|Fortune and Misfortune
||[Sep. 28th, 2006|12:35 pm]
|||||The Darkened Appartment||]|
|||||Julia getting ready for class, not knowing I'm home||]|
I'm losing my job because the restaurant where I work is closing. Sigh. I wish I was one of those college students who didn't have to work to put themselves through college. At Wash U, I am surrounded by such students and am often consumed with envy. I try to tell myself that such is the glory of the bohemian lifestyle, but it's hard to stey cheerful and bohemian( or is that gloomy and bohemian?) when I have no idea how I'm going to get my car fixed, or really how I'll be able to eat in the coming weeks. You know, I've become accustomed to eating. I like it. I hope I can keep doing it. Terror if terrors, I'll have to ask my parents for money. I'm not sure they'd give it to me in the first place, and I think I'll have to get really hungry before I'm willing to put up with whatever it is they construe as the giant mistake I made recently. Remember when the big crises I had over the summer was being too extroverted to be happy?

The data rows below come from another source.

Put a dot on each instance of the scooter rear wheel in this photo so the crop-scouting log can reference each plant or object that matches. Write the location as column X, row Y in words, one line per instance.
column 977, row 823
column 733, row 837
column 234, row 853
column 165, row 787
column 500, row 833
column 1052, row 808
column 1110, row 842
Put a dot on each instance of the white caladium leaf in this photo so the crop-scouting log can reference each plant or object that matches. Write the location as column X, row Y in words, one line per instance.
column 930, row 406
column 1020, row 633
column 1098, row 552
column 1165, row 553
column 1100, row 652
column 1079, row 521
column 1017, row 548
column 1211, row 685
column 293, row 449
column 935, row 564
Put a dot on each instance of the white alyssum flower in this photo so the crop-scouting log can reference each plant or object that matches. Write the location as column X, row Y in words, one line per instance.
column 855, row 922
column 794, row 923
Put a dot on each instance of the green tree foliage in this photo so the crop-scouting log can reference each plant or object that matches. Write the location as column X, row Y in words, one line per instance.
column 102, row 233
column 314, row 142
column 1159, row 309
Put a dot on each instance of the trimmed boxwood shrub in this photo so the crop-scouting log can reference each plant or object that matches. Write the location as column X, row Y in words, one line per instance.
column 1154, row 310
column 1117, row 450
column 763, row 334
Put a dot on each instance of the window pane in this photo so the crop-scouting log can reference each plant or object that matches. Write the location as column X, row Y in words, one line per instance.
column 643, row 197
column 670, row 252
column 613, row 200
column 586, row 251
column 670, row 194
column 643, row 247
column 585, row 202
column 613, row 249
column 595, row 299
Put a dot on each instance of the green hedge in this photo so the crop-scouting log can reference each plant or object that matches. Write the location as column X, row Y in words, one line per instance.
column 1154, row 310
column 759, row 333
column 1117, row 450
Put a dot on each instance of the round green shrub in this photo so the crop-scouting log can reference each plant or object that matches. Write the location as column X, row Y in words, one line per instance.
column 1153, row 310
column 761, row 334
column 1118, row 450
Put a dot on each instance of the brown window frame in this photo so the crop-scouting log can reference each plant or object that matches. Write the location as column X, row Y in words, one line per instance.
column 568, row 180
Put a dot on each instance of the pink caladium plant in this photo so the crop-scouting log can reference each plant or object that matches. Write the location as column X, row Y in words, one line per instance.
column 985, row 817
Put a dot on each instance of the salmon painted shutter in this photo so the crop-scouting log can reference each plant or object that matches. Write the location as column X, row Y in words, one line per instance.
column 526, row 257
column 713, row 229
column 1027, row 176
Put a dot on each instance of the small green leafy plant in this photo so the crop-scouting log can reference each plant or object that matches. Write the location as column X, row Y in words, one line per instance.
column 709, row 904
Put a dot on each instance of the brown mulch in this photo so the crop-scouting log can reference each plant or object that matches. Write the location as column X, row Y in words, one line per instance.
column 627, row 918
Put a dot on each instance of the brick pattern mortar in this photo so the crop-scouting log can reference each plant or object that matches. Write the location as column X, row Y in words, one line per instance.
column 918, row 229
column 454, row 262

This isn't to say that I'm not happy. I'm very happy, and very worried. Somehow it will work out. I will be able to pay my bills and I will be able to eat, right? Right. If the university would get their shit together figure out my hereditary scholarship (like they did last year) everything would be okay. Perhaps I should call them.
Also,I have fortunate things to report. I'm doing well very in my classes, and I feel singularly proud of it. I was convinced they'd be harder since they're all discussion-based, but I am managing to hold my own and that makes me feel confident. However, I am tired of feeling like I'm an arrogant asshole all the time when I feel good about something that I've done. Maybe I should just talk less. Lately, it seems that no matter what I say (outside of class) I'm annoying those around me and am coming off affected and pretentious.
Wow. That little pity-party got really depressing really fast. Sorry, guys. Just a moment of weakness and doubt that will surely be soon replaced by wacky antics.